ISLAMABAD — Adil Omar — referring to himself here as “Paki Rambo” — is working the entertainment value of social and personal anger, as rappers do. The twist that surprised me in conversation with Islamabad’s 20-year-old hip-hop star is that he also sees himself offering the world a light and cool side of Pakistan that the West doesn’t know. “I mean as soon as you hear Pakistan, all you think about is target killings and bombings and heroin and acid burning, and … It’s just really ugly. And that is a reality as well, but there are a lot of levelheaded, rational people who live here as well and I’d just like to represent those people.”

Adil Omar is a child of the Pakistani elite in an unhappy outpost of American empire; and he’s a player in a global entertainment world that the Internet has created. It’s a mix of roles that puts him closer to the beats of the South Bronx and the recording industry in Los Angeles than he is to the hometown neighbors. Pakistan, as he says, is just a fraction of his fan base, which runs from the States to Europe to South Africa to Japan. But he’s telling us a lot about the tensions that many Pakistanis live with.
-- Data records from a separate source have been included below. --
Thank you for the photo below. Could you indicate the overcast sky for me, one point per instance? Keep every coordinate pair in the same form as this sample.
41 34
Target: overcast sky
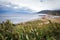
36 5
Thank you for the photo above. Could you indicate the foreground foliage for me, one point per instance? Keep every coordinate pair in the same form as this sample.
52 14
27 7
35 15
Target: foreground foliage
34 30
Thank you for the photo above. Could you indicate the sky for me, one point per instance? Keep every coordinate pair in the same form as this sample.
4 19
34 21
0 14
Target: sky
24 10
36 5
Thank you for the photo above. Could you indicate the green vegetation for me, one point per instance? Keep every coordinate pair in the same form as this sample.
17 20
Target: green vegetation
34 30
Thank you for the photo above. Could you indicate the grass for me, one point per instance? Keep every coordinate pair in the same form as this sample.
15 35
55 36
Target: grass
33 30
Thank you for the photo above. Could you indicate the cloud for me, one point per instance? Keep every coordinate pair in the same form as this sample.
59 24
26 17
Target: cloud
36 5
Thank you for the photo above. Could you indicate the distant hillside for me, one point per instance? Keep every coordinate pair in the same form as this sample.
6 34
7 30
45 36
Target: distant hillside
51 12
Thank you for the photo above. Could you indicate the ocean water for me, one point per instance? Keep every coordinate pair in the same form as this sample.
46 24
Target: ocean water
18 18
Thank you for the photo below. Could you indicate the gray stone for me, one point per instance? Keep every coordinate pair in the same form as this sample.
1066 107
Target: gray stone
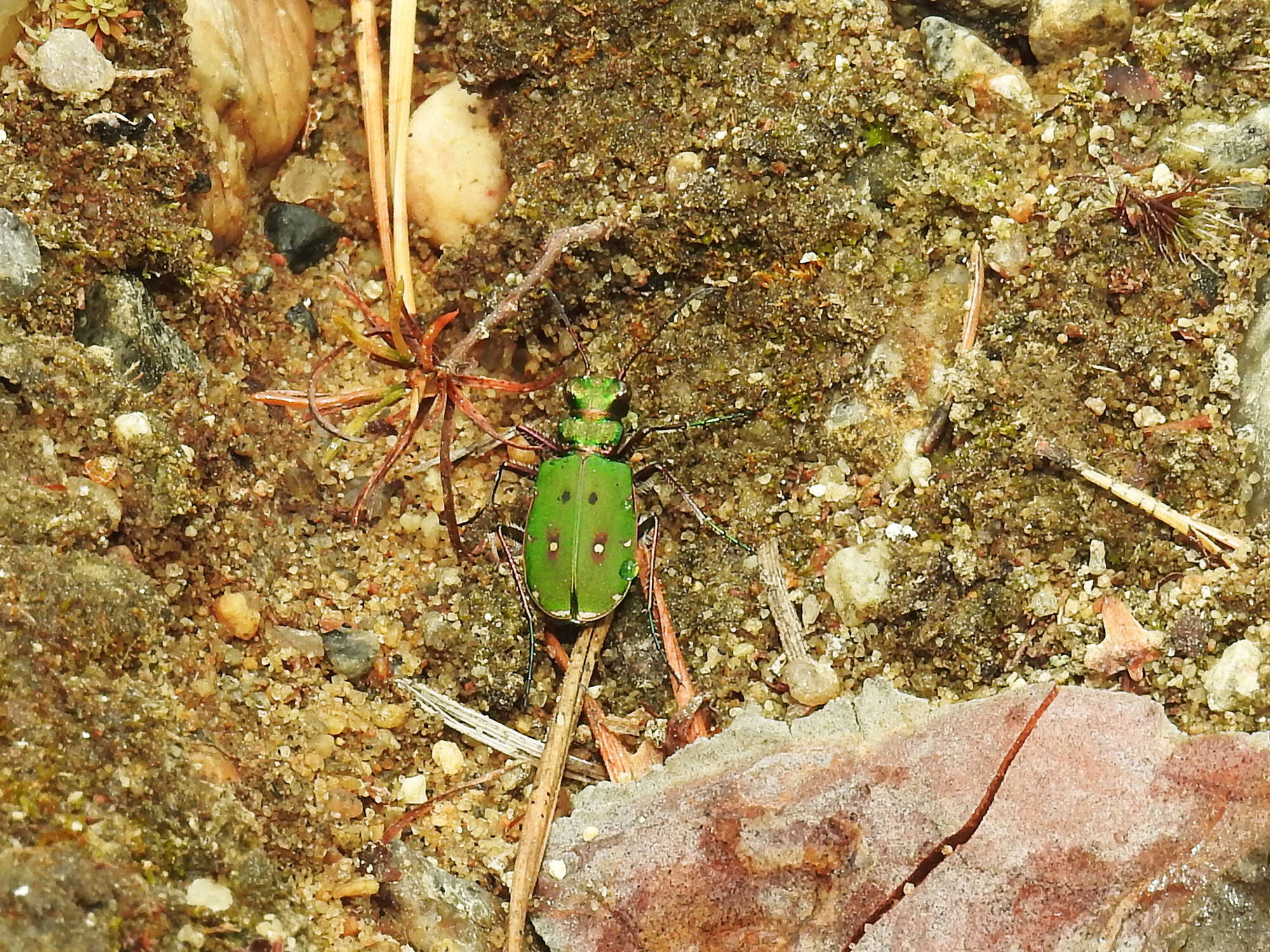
69 65
20 258
430 908
351 652
1220 147
959 56
1062 29
120 314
AO: There are certain things you can’t say in this country… I mean, if I said certain things I’d probably get killed. The fact that there’s no freedom of thought and freedom of speech in this country is offensive to me. You can’t talk about political systems. You can’t talk about religion. I mean it’s not open to discussion at all, it’s just too dangerous. I wish I did have the balls to put myself at risk but I don’t. I would like to live longer.

CL: People don’t seem to hesitate to say they live in a dysfunctional state. That’s a kind of freedom. Sometimes it seems like a chirping, cheerful little prison colony you’ve got here… but it is chirping.

AO: I mean it depends… Obviously if you know what’s going on you have to admit that this is a really dysfunctional place. But sadly a lot of people are either apathetic or in complete denial about their surroundings. It’s just that peoples’ priorities are completely messed up. I mean I have a friend for example who’s a totally normal rational guy and with pride he was saying ‘You know Pakistan’s the second fastest growing nuclear nation in the world, isn’t that amazing?’ and I was, like, no that’s not amazing. I mean we don’t have any money for education and healthcare; why is that amazing? And he was saying it with pride, so I mean it’s just people love the idea that we’re some big bad fighting nation with awesome weapons and awesome this and awesome that. You know? I think it’s absurd. It’s like an ego thing. I think people have their priorities wrong.